Variables, Constants, and Arrays
In froth: Emulate a 'Forth' Programming Environment

knitr::opts_chunk$set(echo = TRUE)
library(froth, quietly = TRUE)

Forth-like languages are nice because they don't require a lot of variables. However, sometimes there's a problem that requires saving a particular value for later usage that can't be on the stack. This is where variables, constants, and arrays come in.

Variables

Let's say we want to store a value somewhere outside of the stack. We can initialize a variable using the VARIABLE word.

fr> VARIABLE testvar
ok.

Nothing happened! That's because this word only allocates space for a variable without doing any other actions. We can now call the name of the variable at any time to push its address onto the stack. In Forth, this would be an actual memory address. froth, however, uses an abstracted memory map.

fr> test .s
[[1]]
[1] "addr <test, cell 0>"

[[2]]
NULL

ok.

We can see the address of the variable at the top of the stack. We'll come back to the cell 0 bit later.

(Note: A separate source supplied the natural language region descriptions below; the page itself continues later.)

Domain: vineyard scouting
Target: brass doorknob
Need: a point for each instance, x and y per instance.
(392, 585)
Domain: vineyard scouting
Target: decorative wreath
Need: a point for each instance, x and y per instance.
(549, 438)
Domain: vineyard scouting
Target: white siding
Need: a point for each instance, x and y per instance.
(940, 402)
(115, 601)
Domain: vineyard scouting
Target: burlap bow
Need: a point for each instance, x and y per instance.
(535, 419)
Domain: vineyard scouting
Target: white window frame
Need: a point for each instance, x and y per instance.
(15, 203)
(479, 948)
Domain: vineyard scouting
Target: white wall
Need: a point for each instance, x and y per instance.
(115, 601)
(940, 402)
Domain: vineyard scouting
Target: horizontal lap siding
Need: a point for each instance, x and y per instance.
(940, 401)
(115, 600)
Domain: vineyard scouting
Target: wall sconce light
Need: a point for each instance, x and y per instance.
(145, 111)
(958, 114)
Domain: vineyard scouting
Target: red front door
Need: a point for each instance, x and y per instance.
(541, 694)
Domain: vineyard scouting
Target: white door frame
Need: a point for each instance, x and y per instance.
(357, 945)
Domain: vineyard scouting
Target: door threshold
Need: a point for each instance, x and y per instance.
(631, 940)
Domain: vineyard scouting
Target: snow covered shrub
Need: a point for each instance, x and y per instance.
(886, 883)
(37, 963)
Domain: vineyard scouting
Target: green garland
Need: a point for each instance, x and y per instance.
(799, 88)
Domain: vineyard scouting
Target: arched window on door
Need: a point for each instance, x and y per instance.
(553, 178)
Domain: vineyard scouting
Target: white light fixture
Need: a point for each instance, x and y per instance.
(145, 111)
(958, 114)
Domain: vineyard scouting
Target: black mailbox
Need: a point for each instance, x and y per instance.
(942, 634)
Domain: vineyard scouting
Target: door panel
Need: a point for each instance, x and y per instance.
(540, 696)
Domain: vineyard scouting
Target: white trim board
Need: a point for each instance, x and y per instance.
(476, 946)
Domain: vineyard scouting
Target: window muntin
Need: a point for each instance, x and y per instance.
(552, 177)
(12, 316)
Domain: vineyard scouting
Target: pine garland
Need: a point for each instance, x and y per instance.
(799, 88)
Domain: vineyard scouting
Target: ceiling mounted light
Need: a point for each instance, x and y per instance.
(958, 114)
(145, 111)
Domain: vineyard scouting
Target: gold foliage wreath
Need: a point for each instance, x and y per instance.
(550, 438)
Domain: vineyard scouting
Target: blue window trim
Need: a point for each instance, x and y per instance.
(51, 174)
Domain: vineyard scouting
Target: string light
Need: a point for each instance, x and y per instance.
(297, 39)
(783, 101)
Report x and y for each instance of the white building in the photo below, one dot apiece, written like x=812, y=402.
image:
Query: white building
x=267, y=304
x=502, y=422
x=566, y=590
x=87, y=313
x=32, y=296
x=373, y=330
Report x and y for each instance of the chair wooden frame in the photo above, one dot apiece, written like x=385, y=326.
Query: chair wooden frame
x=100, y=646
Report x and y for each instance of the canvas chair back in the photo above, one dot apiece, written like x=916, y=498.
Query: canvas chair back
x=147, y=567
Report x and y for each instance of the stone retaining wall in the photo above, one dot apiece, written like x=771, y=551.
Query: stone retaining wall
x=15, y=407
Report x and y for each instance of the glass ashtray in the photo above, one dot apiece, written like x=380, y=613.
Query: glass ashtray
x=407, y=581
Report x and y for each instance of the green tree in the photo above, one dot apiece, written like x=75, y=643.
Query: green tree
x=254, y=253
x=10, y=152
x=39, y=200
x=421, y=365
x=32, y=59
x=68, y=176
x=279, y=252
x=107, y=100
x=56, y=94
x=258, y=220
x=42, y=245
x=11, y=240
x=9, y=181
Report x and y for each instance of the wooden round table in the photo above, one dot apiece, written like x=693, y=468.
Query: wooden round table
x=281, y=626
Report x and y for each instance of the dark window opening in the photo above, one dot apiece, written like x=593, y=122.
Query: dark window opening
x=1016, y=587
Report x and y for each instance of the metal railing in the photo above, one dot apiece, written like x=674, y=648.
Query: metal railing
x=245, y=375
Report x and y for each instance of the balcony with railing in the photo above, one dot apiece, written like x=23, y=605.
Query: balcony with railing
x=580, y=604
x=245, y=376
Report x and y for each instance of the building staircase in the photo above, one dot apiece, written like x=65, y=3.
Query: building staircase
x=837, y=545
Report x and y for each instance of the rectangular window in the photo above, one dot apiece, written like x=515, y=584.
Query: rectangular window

To store a value in a variable, we use !. We can copy the value in an address to the stick using @.

fr> variable newvar
ok.
fr> 20 newvar !
ok.
fr> newvar @ .
20 ok.

Notice that for ! we push the value first, then the address. It's also important to note that the variable retains its value even after calling @.

fr> variable newvar
ok.
fr> 20 newvar !
ok.
fr> newvar dup @ . dup @ . @ .
20 20 20 ok.

@ . is a pretty common call to inspect the value of a variable. In fact, it's so common that there's a shortcut word to perform both, ?.

fr> variable newvar 20 newvar !
ok.
fr> newvar ?
20 ok.

Variables are often useful as counters, using the +! command. +! is similar to !, except that it adds to the variable rather than replacing it.

fr> variable newvar 
ok.
fr> 0 newvar !
ok.
fr> 5 0 do 1 newvar +! loop newvar ?
5 ok.

Constants

Sometimes we just need a name for a value. Variables that will never change values are called constants, and can be fittingly be defined with the CONSTANT word.

fr> 100 CONSTANT hundred
ok.
fr> hundred .
100 ok.

Constants avoid the hassle of dealing with addresses, and can be accessed slightly faster than variables. Calling the name of the variable copies its value directly onto the stack.

Arrays

Remember when I said we'd come back to that whole "cell 0" thing? By default, initializing a variable creates space for one "thing" at an address. Unlike Forth, froth creates this space at an abstracted memory location, and that space is big enough for any arbitrary R object. However, sometimes it's nice to have a variable that can store more than one value, like in the case of vectors or lists in R.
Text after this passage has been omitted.